Primary Member alleged in its proof of claim that the indebtedness was a loan. Live Member countered that the indebtedness was in fact an equity contribution. Courts in the Sixth Circuit (as well as the Third, Fourth, and Tenth circuits, and the Southern District of New York) evaluate the merits of recharacterization claims on the basis of the 11 factors set forth in the Sixth Circuit decision In re AutoStyle Plastics, Inc. [2]:

  1. the names given to the instruments, if any, evidencing the indebtedness;

  2. the presence or absence of a fixed maturity date and schedule of payments;

  3. the presence or absence of a fixed rate of interest and interest payments;

  4. the source of repayments;

  5. the adequacy or inadequacy of capitalization;

  6. the identity of interest between the creditor and the stockholder;

  7. the security, if any, for the advances;

  8. the corporation's ability to obtain financing from outside lending institutions;

  9. the extent to which the advances were subordinated to the claims of outside creditors;

  10. the extent to which the advances were used to acquire capital assets; and

  11. the presence or absence of a sinking fund to provide repayments.

Depending on the context and the particulars of a transaction, each factor may vary in importance. When looking at the totality of the factors, courts consider the parties' intent and whether the terms are comparable to an arm's length transaction.
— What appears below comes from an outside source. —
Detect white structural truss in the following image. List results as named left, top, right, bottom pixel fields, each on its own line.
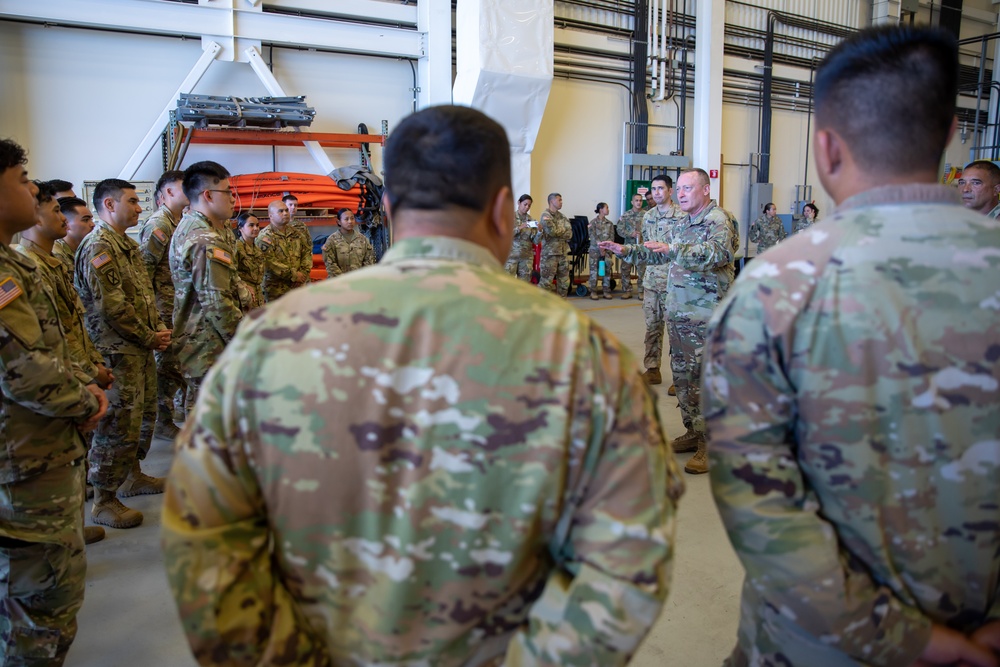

In this case, the absence of a fixed maturity date and schedule of payments, the nominal interest rate of 1%, the unsecured nature of the loan, and the only opportunities of repayment being tied to a liquidity event or IPO all supported the court's finding that the loan was in fact an equity investment. Live Primary's minimal capitalization ($1,000 had been contributed by the members at the time of the advance) and the lack of revenue led to the court's finding that a reasonable outside lender would likely not have made a loan, and were persuasive facts in recharacterizing the loan. The fact that the proceeds of the loan had been used to fund operating expenses rather than capital expenditures denoted another factor that weighed toward recharacterization. Ultimately, the court held that the loan should be recharacterized, given the loan functioned as equity would function and the proof of claim was not allowed.

Minimizing the Risks of Recharacterization

To minimize the risk of recharacterization, shareholders, sponsors, and third-party lenders should ensure that the form and substance of the transaction are comparable to an arm's length transaction. The factors in the AutoStyle decision can be a guide. The parties should also memorialize their intent, for example that the advances are meant to be debt and that attempts to obtain third-party debt financing were unsuccessful. These strategies may avoid recharacterization risk.


[1] 2021 WL 772248 (Bankr. S.D.N.Y. March 2, 2021).

[2] 269 F.3d 726 (6th Cir. 2001).

DISCLAIMER: Because of the generality of this update, the information provided herein may not be applicable in all situations and should not be acted upon without specific legal advice based on particular situations.